Sin embargo, existen hechos que aun agravan más la situación: el saqueo de las unidades accidentadas. Cada vez que un tráiler vuelca, aparecen grupos de personas, muy bien organizados, que no llegan para auxiliar, sino para apropiarse de la mercancía. Lo que debería ser una emergencia se transforma rápidamente en una oportunidad para el robo. Este comportamiento no puede justificarse en ninguna circunstancia de necesidad económica. Se trata de un delito que agrava el daño provocado por el accidente y envía un mensaje de normalización de la ilegalidad.
El impacto económico es mayor. Cuando una unidad de carga se accidenta, las pérdidas no se limitan al vehículo. Se pierde mercancía, se incumplen contratos, se retrasan cadenas de suministro y aumentan los costos de logística. Si además ocurre el saqueo, las pérdidas se multiplican. Al final, esos costos terminan trasladándose a empresas, consumidores y trabajadores. Lo que parece un hecho aislado en la carretera acaba afectando la economía local en su totalidad.

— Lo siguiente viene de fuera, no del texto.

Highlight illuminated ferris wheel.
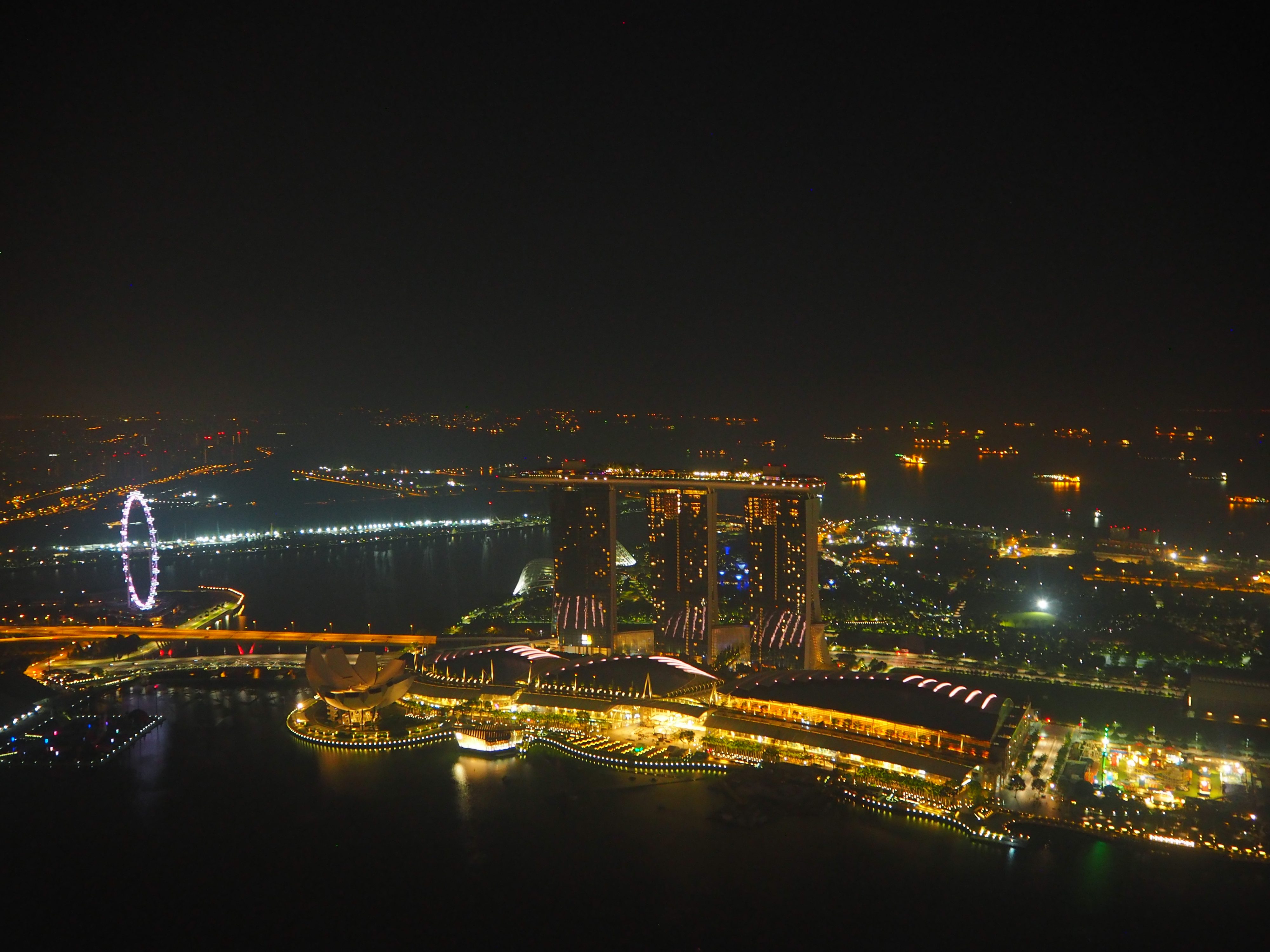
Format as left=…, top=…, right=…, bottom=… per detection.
left=119, top=490, right=159, bottom=612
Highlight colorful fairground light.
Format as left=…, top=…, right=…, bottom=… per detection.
left=119, top=491, right=159, bottom=612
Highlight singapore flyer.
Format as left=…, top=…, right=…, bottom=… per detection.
left=119, top=491, right=159, bottom=612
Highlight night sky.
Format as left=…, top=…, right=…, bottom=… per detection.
left=0, top=5, right=1270, bottom=416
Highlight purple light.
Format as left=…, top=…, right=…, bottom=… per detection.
left=119, top=490, right=159, bottom=612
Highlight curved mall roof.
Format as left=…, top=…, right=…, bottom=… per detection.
left=732, top=671, right=1006, bottom=741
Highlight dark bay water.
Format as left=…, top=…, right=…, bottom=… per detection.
left=3, top=528, right=547, bottom=632
left=0, top=682, right=1270, bottom=948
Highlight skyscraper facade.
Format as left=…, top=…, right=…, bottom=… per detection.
left=745, top=493, right=822, bottom=668
left=646, top=489, right=719, bottom=658
left=550, top=485, right=617, bottom=652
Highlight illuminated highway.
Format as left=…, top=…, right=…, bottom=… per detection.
left=0, top=625, right=437, bottom=646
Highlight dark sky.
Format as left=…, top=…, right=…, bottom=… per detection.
left=0, top=4, right=1270, bottom=421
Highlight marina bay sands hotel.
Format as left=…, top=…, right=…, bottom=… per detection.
left=509, top=467, right=828, bottom=668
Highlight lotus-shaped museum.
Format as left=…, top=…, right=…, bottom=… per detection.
left=305, top=647, right=411, bottom=722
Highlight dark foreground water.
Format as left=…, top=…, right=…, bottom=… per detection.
left=0, top=682, right=1270, bottom=948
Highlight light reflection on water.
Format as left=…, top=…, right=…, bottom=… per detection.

Las consecuencias sociales son todavía más graves. Cada accidente representa vidas truncadas y proyectos familiares interrumpidos. Una muerte en carretera no es una estadística; es un padre que ya no regresó a casa, una madre que deja hijos huérfanos o un trabajador cuya ausencia afecta el ingreso familiar. Cuando estos eventos se vuelven frecuentes, generan además una percepción permanente de riesgo entre quienes utilizan diariamente esta vía. Algunos podrían pensar que los accidentes son inevitables porque forman parte de la dinámica del transporte. Sin embargo, esta postura ignora una realidad evidente: los países y regiones que han fortalecido la vigilancia, el monitoreo tecnológico y los operativos preventivos han logrado reducir significativamente los accidentes. La experiencia demuestra que la prevención sí funciona cuando existe voluntad política para hacerlo.
Por ello, resulta necesario que las autoridades federales, estatales y municipales actúen de manera coordinada. La Guardia Nacional debe fortalecer su presencia permanente en los puntos críticos de la carretera, ellos saben cuáles son. Es necesario incrementar los operativos de velocidad, supervisar el cumplimiento de los tiempos de descanso de los operadores, mejorar los sistemas de videovigilancia y garantizar una respuesta más rápida ante emergencias. También es urgente combatir con firmeza a los saqueadores. No basta con dispersarlos cuando ocurre un accidente. Deben identificarse, detenerse y procesarse penalmente.
En síntesis: la carretera 57 es importante para México, pero más lo es para San Luis Potosí, no se puede seguir aceptando esta situación como parte de la normalidad. Cada cierre afecta la competitividad económica; cada accidente deja heridas familiares; cada saqueo erosiona la confianza en el Estado de derecho. La pregunta no es si debemos actuar, sino cuánto tiempo más estamos dispuestos a esperar. Porque mientras las autoridades reaccionan lentamente, si es que lo hacen, la carretera continúa cobrando víctimas. Cuando una tragedia se repite una y otra vez sin que existan cambios de fondo, deja de ser un accidente para convertirse en una falla gubernamental, donde no hay voluntad para corregir.